After a five-second scan of the interior of the train station Sil headed toward the snack shop at its other end, attracted by its brightly decorated window. She stopped outside the entrance and stared at the posters crowded on the surface of the glass, photographs of adults eating snacks and drinking sodas, all of which she assumed where available inside. Could she just walk in and take what she wanted? She looked back at the hot-dog cart and frowned; it seemed so, yet didn’t make sense, and she was already glaringly conspicuous. But she was so
hungry.
After a moment of hesitation, she decided to go in.

The snack shop was small, shaped like a long rectangle rather than a square. Sil’s gaze automatically went to a narrow counter at its far end, where she saw a couple of patrons sitting on stools covered with red vinyl. Behind the counter a teenager with acne-spotted cheeks and hair hanging in his eyes moved back and forth, serving milkshakes and ice-cream dishes with a bored expression on his face. Again Sil saw the pink fumes, this time drifting from the thick glass dishes scattered along the countertop. She turned away; the length of the room, with its only door at the front, made the far end of the shop seem too much like a trap. Staying close to the front seemed her best bet.

The first display she came across was immediately to the right inside the first of the three cramped aisles. The rows of beef jerky and chocolate-chip cookies
looked
edible, but they lacked the lovely pink fumes and smells that she associated with food. Perplexed, Sil gnawed on one fingernail, then touched one of the packets of jerky and made the connection—they were
wrapped,
that was all, covered by a false skin. If she broke through the covering, she would find the food. Satisfied, she tugged half a dozen packets of beef jerky free of their hook, then added as many of the wrapped cookies as she could hold in her other hand.

Now what? Unsure, Sil turned back toward the front of the snack shop and began to move toward the exit. As she stepped into the main area she almost collided with another person and stopped herself just short of instinctively lashing out.

“Sorry,” the other started to mumble. It was a boy her own age, trying to walk and tear open the waxy wrapping on a candy bar at the same time. He looked up from his task and his apology stuttered away as Sil gaped at him. She’d never seen anyone her own age before—he looked like a much younger version of Kyle, the sandy-haired lab assistant at the complex who had been her friend until his final treachery. Would this boy talk to her? Could she talk to him?

The boy’s lips parted, but he didn’t say anything. Instead he lifted the candy bar, something called a Butterfinger, to his mouth. He bit into it, chewing methodically as he scrutinized Sil and her raggedy clothes. His gaze slid to her naked feet, and he looked like he was going to speak when an adult woman touched him on the shoulder. If the woman saw Sil and the condition of her garments, she never acknowledged it.

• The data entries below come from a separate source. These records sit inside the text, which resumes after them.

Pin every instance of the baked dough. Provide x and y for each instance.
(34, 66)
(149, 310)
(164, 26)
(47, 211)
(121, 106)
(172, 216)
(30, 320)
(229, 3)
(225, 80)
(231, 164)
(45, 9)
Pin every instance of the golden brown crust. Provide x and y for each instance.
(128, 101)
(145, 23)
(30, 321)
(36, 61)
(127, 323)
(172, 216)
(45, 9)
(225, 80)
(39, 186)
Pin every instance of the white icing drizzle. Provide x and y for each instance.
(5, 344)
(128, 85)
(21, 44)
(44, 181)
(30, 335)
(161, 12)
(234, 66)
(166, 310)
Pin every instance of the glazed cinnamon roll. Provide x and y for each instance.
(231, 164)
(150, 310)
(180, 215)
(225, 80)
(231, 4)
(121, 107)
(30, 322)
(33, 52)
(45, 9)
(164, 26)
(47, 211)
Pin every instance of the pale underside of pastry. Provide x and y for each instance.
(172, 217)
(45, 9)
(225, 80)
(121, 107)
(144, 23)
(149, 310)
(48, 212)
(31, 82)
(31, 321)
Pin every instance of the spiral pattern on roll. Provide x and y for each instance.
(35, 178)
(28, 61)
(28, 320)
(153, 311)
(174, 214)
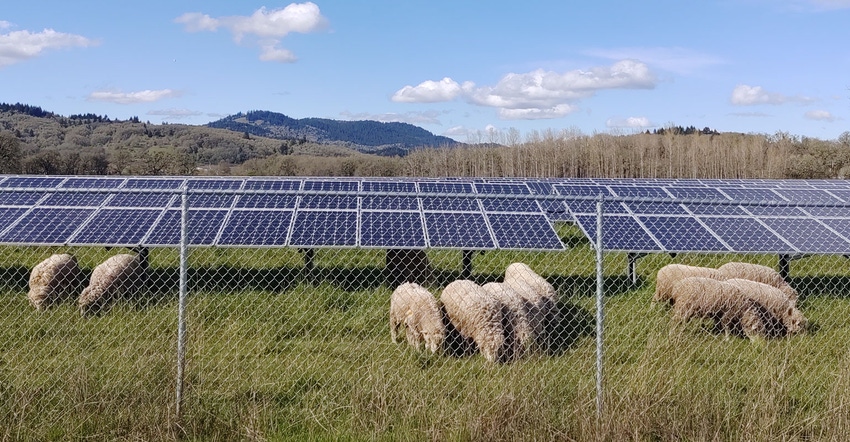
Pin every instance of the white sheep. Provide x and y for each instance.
(758, 273)
(53, 280)
(116, 277)
(722, 302)
(790, 319)
(670, 274)
(540, 297)
(520, 327)
(415, 308)
(478, 316)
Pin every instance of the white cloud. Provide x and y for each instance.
(537, 94)
(145, 96)
(673, 59)
(630, 123)
(174, 114)
(820, 115)
(427, 117)
(429, 92)
(18, 46)
(745, 95)
(269, 26)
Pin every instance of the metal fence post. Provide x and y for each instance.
(600, 314)
(181, 304)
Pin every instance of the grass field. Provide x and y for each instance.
(279, 353)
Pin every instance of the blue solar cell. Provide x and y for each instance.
(450, 204)
(520, 231)
(389, 203)
(142, 200)
(640, 191)
(705, 193)
(391, 229)
(502, 188)
(712, 209)
(117, 227)
(458, 230)
(92, 183)
(256, 228)
(9, 198)
(809, 236)
(75, 199)
(154, 183)
(31, 182)
(445, 187)
(314, 228)
(272, 185)
(783, 211)
(619, 233)
(46, 226)
(653, 208)
(681, 234)
(746, 235)
(202, 229)
(751, 194)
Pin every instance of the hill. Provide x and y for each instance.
(364, 136)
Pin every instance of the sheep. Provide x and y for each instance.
(404, 265)
(523, 336)
(668, 276)
(116, 277)
(415, 308)
(540, 297)
(758, 273)
(53, 280)
(789, 319)
(722, 302)
(477, 316)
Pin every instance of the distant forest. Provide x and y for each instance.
(36, 141)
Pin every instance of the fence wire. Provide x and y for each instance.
(347, 343)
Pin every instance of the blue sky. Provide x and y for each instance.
(458, 68)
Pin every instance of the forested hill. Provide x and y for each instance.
(366, 136)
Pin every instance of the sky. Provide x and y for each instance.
(465, 69)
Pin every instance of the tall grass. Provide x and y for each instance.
(278, 353)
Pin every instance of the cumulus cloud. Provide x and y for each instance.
(746, 95)
(427, 117)
(145, 96)
(174, 114)
(537, 94)
(673, 59)
(429, 92)
(267, 26)
(630, 123)
(820, 115)
(17, 46)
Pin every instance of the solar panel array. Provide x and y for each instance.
(273, 212)
(641, 215)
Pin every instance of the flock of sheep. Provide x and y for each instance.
(503, 321)
(741, 298)
(56, 280)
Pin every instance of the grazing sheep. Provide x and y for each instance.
(670, 274)
(415, 308)
(540, 300)
(790, 320)
(722, 302)
(407, 266)
(758, 273)
(53, 280)
(477, 316)
(116, 277)
(523, 336)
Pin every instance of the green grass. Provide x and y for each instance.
(279, 353)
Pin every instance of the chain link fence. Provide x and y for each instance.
(294, 344)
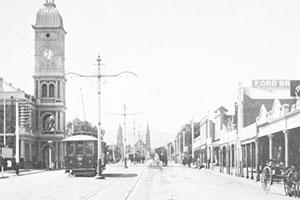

“Don’t eat that until I pay for it,” she admonished gently. “Come on, let’s go.” The boy nodded and folded the excess wrapper over the bitten end of the Butterfinger bar, then followed his mother to the cash register. Sil got another peculiar look from him, then the boy’s mother kissed the top of his head as he turned his attention to the man at the checkout counter. Still puzzling over the affectionate ritual, Sil watched with rapt attention as the clerk tapped several keys on the register and a man in front of the woman and boy gave him three folded pieces of paper and some small pieces of round metal. After the clerk handed him a scrap of white paper, the guy left with a plastic bag filled with items—a bag of potato chips, a magazine, a few travel toiletries. Then it was the woman’s turn and Sil frowned, trying to watch the boy watch her at the same time as she tried to understand the procedure the woman was following. Rather than the green paper, she offered the clerk a small, colorful plastic card; the cashier accepted it, ran it through a small machine, punched more keys on the cash register, then handed it back—along with the bagged purchases. Whatever had transpired, it had given the boy the right to begin eating his candy bar again, and the Butterfinger was already half-gone before he and his mother stepped out of the snack shop.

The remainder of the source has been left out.